The finality of it all was in the methodical fold of my last shirt. I was surrendering. The car to the airport was due at noon, and in a few short hours, I’d be leaving Glasgow behind. Leaving this whole mess behind.

Leaving her behind.

I’d fucked up. Badly. And now I was running away with my tail between my legs, just as Danny had suggested from the beginning.

“Sean!” Danny’s voice, careful and tentative, came from the doorway of the bedroom. I could practically smell the minty scent of toothpaste he’d used to cover up the last of the whisky from the night before. “Breakfast? My treat. Consider it a farewell to Glasgow.”

“Not hungry,” I said, my voice coming out rougher than intended. I kept my back to him, staring into the open carry-on bag on the bed as if it contained a miracle .

“You know what?” he said after a moment, his tone carefully light. “I’ll bring you back a coffee to go.”

The door clicked shut, leaving me in the sudden, suffocating quiet of the hotel suite. Through the windows, Glasgow hummed with its usual morning energy. People heading to work, life moving forward. Like I hadn’t demolished whatever chance I’d had with the most fascinating woman I’d ever met.

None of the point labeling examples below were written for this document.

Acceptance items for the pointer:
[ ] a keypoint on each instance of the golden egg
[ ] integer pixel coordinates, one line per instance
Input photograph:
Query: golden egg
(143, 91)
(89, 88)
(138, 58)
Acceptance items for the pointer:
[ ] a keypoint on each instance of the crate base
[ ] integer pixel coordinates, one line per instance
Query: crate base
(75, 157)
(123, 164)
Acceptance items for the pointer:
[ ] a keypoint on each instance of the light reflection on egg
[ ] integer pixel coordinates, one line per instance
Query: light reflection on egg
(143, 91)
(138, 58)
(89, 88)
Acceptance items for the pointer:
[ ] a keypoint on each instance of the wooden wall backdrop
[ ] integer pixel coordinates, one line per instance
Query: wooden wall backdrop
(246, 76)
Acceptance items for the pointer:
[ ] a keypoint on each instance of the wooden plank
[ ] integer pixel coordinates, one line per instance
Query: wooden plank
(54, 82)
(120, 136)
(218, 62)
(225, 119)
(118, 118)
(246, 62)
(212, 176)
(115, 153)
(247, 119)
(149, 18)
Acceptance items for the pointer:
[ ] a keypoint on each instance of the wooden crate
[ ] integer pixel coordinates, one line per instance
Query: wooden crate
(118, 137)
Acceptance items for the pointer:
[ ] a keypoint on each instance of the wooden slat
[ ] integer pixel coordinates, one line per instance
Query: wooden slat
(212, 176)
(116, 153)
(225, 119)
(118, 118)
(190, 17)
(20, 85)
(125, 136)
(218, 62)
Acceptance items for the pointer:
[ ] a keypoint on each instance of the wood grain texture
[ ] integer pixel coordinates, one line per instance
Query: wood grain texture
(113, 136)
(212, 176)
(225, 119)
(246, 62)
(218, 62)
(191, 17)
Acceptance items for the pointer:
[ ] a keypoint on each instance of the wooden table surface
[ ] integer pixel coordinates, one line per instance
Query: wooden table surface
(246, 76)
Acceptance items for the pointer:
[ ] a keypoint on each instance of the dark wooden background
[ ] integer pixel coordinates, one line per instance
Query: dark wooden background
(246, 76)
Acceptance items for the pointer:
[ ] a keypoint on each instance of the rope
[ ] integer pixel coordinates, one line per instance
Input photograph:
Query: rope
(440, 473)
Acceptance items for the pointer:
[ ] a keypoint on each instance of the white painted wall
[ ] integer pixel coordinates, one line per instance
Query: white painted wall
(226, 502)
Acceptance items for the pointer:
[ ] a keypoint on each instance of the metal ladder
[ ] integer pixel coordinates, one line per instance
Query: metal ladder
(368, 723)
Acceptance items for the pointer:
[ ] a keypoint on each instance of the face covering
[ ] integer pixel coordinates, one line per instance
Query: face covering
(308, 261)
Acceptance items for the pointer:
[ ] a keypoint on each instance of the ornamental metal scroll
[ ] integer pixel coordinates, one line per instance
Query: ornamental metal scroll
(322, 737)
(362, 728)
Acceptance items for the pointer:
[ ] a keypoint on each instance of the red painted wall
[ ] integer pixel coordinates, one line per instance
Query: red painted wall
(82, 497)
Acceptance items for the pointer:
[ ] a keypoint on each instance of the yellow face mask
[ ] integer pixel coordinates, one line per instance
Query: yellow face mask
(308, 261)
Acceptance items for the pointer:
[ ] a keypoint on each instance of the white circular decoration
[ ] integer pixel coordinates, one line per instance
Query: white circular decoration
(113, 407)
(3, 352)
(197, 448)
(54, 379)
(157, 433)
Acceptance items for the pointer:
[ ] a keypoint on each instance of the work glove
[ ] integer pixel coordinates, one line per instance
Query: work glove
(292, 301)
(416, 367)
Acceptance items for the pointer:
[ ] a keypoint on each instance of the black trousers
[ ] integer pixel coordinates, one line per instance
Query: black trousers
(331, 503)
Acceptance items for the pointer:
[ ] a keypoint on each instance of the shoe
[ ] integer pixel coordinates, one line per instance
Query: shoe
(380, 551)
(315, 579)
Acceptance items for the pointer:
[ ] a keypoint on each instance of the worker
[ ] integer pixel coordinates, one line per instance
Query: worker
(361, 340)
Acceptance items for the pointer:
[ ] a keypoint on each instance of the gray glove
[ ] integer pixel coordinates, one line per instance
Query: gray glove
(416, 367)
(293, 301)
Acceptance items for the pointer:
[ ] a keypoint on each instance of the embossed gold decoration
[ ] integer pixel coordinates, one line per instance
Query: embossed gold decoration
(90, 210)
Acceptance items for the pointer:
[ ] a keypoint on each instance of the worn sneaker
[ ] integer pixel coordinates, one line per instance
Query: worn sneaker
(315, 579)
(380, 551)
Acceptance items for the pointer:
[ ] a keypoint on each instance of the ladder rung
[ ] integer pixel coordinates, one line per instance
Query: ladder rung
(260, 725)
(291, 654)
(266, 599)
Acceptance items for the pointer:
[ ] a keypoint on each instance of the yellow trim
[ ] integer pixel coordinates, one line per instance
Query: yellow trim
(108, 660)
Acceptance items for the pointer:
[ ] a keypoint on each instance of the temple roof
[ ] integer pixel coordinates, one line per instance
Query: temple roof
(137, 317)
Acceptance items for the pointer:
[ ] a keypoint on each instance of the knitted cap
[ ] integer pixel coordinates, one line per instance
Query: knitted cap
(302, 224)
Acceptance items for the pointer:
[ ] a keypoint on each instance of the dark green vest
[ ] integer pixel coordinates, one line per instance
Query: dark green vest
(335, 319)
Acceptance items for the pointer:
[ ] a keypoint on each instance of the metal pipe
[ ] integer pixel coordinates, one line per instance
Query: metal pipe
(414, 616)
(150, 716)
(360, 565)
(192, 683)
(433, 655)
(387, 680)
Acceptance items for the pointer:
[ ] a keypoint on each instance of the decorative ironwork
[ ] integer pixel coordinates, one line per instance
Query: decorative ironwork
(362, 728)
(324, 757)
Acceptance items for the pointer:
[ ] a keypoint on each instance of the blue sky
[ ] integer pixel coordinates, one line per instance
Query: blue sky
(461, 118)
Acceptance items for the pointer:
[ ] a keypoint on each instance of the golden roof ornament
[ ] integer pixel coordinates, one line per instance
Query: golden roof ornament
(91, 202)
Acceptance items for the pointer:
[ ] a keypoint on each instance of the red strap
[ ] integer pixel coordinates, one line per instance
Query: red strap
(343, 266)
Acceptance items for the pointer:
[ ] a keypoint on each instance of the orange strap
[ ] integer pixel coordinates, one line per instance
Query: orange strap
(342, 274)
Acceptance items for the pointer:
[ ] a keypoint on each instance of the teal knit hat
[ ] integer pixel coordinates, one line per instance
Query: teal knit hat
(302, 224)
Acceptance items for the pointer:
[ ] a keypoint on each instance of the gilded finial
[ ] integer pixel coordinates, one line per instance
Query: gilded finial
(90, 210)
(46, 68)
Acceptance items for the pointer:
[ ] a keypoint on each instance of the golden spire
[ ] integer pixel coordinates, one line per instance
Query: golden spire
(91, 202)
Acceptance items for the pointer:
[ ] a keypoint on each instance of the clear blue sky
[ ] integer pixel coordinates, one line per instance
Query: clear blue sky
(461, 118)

My hands froze on the zipper of the carry-on. Inside, nestled between my laptop charger and a paperback I hadn’t touched, was Beth’s bracelet. A delicate silver Celtic knot that I’d found after our first night together.

I picked it up, the cool metal surprisingly heavy in my palm. Coward.

I’d built a career on helping people face their fears, on taking risks. I’d let the tabloids and a warning from her mother control the narrative instead of controlling it myself. Every piece of advice I’d ever given about resilience and authenticity, I had abandoned.

My phone buzzed on the nightstand, and I almost ignored it, assuming it was Danny asking me about any specific coffee special. I didn’t give a fuck.

When the buzzing continued, I finally picked it up. His name was on the screen, but it was a call, not a text.

“Yeah?” I answered, my gaze fixed on the intricate knot of the bracelet.

“Get your ass down to the corner of Argyle and Queen Street.” His voice was a low, urgent whisper. “There’s a cafe called The Willow. She’s here, Sean.”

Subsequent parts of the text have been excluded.